Everything above, working together on a real dataset. Read it line by line.

# 1) imports
from sklearn.datasets import load_breast_cancer
from sklearn.model_selection import train_test_split, cross_val_score
from sklearn.preprocessing import StandardScaler
from sklearn.pipeline import Pipeline
from sklearn.ensemble import RandomForestClassifier
from sklearn.metrics import classification_report

# 2) data (tumor diagnosis: benign vs malignant)
data = load_breast_cancer()
X, y = data.data, data.target

# 3) split
X_tr, X_te, y_tr, y_te = train_test_split(
    X, y, test_size=0.2, random_state=42, stratify=y)

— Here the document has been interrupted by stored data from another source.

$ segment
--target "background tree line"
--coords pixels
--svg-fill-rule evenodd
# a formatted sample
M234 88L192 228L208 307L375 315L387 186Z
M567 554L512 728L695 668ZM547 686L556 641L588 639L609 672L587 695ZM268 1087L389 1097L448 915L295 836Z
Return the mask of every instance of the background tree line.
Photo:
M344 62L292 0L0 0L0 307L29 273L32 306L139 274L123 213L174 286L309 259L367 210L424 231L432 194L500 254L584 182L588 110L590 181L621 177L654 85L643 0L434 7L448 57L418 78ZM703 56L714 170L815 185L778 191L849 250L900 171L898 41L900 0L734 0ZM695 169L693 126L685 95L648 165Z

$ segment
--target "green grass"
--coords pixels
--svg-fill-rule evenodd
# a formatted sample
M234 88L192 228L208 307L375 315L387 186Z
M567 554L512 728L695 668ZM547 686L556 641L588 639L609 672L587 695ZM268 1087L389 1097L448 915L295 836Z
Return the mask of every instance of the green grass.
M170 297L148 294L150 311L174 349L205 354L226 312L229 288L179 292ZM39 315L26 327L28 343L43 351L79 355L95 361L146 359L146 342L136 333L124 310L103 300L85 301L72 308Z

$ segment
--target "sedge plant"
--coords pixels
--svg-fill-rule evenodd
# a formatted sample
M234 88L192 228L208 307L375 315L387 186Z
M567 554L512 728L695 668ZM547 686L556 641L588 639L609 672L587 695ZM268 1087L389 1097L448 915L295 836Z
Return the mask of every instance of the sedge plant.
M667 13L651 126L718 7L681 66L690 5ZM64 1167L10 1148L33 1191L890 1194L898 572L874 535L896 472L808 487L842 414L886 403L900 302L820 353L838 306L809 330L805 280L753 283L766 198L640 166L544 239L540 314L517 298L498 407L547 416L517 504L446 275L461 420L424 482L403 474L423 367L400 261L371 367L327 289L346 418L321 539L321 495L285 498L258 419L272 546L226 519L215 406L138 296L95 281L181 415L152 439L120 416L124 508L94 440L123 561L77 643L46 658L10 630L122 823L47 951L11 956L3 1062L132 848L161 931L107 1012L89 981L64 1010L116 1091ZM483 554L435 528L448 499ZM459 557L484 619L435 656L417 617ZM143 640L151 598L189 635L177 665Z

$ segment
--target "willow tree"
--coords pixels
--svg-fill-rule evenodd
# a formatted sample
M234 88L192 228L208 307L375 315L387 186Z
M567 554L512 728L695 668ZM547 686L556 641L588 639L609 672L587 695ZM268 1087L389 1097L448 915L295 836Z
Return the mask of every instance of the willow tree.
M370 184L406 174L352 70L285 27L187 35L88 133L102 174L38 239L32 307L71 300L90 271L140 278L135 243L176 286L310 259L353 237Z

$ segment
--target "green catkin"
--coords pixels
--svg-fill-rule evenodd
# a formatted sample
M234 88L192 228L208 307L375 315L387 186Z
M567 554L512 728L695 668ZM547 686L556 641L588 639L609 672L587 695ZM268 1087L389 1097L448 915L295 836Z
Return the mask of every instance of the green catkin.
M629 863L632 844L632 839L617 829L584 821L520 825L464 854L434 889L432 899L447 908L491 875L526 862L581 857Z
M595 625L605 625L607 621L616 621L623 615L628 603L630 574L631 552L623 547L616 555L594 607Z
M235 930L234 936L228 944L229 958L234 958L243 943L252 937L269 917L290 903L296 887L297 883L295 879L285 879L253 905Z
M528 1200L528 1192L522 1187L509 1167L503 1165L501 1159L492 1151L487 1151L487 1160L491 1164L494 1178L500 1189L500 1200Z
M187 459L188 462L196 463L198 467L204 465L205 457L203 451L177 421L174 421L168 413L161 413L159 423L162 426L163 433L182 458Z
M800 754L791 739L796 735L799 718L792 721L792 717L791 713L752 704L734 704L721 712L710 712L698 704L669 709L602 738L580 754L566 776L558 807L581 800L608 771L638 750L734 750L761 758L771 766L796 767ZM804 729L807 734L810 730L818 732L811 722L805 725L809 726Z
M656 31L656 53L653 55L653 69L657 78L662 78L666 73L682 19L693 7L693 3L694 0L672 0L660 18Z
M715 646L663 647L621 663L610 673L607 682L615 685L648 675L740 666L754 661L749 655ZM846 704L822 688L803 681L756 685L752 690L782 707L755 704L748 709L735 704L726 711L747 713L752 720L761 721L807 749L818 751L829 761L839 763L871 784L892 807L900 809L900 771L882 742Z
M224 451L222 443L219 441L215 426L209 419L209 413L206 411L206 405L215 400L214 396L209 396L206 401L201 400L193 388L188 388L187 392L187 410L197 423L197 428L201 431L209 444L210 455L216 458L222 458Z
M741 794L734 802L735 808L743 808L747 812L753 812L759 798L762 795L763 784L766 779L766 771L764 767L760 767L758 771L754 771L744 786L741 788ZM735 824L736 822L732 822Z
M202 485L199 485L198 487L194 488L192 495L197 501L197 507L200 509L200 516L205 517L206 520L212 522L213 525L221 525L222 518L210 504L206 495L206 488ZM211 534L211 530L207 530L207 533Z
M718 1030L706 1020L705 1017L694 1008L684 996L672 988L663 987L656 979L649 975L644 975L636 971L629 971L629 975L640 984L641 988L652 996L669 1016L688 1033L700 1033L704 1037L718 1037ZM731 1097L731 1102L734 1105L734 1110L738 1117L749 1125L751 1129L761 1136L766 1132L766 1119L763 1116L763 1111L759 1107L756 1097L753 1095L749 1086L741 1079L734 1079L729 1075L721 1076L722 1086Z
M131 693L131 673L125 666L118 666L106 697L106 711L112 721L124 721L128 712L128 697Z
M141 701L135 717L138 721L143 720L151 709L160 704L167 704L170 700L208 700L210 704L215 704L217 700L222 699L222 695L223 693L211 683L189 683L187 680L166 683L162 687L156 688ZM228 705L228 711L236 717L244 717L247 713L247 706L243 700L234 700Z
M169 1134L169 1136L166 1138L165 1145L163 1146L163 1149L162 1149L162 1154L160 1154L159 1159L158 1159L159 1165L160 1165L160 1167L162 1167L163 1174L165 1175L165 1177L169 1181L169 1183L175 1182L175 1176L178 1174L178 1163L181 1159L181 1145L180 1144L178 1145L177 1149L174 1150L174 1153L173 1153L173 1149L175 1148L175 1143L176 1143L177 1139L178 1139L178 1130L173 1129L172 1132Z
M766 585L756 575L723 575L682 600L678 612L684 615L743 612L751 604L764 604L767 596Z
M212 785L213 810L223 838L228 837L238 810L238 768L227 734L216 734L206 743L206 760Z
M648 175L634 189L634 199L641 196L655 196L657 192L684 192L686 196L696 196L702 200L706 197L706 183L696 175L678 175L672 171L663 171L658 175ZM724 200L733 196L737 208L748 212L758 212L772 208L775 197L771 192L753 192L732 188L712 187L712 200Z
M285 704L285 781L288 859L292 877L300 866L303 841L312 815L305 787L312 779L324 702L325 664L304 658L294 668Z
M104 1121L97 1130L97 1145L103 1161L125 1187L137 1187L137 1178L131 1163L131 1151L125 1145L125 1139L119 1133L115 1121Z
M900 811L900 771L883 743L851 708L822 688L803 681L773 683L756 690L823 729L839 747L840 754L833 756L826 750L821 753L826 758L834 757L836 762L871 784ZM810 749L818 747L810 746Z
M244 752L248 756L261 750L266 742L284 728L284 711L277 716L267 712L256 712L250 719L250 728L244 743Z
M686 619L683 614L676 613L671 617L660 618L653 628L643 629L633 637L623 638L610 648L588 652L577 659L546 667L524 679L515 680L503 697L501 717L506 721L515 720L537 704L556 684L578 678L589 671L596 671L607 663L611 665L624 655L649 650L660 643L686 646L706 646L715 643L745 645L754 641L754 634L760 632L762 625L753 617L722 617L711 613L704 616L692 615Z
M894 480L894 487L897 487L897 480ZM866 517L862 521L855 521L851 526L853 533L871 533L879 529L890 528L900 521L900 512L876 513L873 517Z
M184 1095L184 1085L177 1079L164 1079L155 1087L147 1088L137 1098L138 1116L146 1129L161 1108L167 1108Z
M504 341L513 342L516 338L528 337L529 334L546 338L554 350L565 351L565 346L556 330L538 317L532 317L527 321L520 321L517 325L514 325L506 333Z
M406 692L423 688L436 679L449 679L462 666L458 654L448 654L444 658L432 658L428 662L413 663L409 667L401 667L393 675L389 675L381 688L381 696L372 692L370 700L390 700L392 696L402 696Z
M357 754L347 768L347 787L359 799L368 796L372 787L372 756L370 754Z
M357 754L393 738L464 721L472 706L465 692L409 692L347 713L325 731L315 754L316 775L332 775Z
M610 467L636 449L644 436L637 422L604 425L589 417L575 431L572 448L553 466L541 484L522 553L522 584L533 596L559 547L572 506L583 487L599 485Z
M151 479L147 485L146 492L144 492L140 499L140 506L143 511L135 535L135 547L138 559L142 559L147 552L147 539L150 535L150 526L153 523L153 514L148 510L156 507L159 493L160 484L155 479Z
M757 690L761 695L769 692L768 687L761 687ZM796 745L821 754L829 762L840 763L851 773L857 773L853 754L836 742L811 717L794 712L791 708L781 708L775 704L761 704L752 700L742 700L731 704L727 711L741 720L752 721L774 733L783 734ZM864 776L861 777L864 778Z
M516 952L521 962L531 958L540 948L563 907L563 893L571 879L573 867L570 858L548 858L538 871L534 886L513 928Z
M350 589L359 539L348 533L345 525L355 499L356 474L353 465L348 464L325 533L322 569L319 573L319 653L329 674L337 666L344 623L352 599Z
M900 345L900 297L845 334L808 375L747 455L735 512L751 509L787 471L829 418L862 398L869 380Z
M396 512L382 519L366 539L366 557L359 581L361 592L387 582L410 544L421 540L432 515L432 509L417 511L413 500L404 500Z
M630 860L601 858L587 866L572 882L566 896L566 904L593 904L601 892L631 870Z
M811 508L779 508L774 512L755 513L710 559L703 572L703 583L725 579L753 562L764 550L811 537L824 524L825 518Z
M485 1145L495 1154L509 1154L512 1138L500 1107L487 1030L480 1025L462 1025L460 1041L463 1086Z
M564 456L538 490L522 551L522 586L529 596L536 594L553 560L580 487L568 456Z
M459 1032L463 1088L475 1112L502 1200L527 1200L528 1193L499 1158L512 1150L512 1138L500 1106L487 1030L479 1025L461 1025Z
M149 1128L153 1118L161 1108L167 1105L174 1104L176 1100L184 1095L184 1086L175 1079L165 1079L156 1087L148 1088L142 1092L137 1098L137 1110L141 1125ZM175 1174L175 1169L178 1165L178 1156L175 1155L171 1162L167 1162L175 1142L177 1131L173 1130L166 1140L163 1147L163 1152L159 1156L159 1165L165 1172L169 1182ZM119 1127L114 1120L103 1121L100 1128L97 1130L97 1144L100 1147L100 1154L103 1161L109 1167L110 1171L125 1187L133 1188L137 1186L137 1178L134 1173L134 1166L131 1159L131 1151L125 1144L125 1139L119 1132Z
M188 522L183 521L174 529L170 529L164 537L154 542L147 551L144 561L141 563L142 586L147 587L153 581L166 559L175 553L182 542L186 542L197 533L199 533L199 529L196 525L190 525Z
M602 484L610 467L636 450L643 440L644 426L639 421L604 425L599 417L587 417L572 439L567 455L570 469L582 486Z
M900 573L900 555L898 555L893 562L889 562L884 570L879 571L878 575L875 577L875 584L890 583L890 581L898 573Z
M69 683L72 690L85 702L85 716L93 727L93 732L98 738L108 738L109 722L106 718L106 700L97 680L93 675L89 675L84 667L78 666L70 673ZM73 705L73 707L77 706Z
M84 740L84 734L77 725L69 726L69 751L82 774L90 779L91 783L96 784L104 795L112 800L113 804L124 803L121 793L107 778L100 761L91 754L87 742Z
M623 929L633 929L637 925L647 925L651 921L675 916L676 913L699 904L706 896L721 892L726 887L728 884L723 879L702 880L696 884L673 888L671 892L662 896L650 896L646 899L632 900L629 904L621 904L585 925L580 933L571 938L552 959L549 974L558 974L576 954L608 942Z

# 4) pipeline: scaling + model
pipe = Pipeline([
    ("scaler", StandardScaler()),
    ("model", RandomForestClassifier(n_estimators=100, random_state=42)),
])

# 5) train
pipe.fit(X_tr, y_tr)

# 6) evaluate
print("test accuracy:", pipe.score(X_te, y_te))
cv = cross_val_score(pipe, X, y, cv=5)
print("cross-val:", cv.mean().round(3), "±", cv.std().round(3))
print(classification_report(y_te, pipe.predict(X_te), target_names=data.target_names))

# 7) use it on a new case
print("prediction:", data.target_names[pipe.predict(X_te[0].reshape(1, -1))[0]])
Safety The tumor example is for learning only — real medical decisions are made by doctors, not models.
14

Cheat sheet & next steps

Which model should I start with?

Your taskGood first move
Predict a numberLinearRegression → then HistGradientBoostingRegressor
Predict a categoryLogisticRegression → then RandomForestClassifier
Best score on a tableHistGradientBoostingClassifier
Group data (no labels)KMeans
Too many columnsPCA

The one mental model to keep

# Master this and every estimator clicks into place
1. Prepare data  → split, scale, encode (inside a Pipeline)
2. model.fit(X_train, y_train)  → learn
3. model.predict(X_test)  → guess
4. Evaluate honestly  → cross-validation, the right metric
5. Tune & repeat  → GridSearchCV, watch for overfitting

Habits that matter

DoWhy
Run the code & change the numbersYou learn by seeing what breaks
Start simple, then go complexA simple baseline tells you if complexity helps
Spend time on the data~80% of real ML is cleaning & preparing data
Always keep a held-out test setIt's your only honest measure of generalization

After this guide

1 · Build a project on real data from Kaggle.   2 · Learn pandas for data cleaning.   3 · Then move to deep learning (TensorFlow / PyTorch).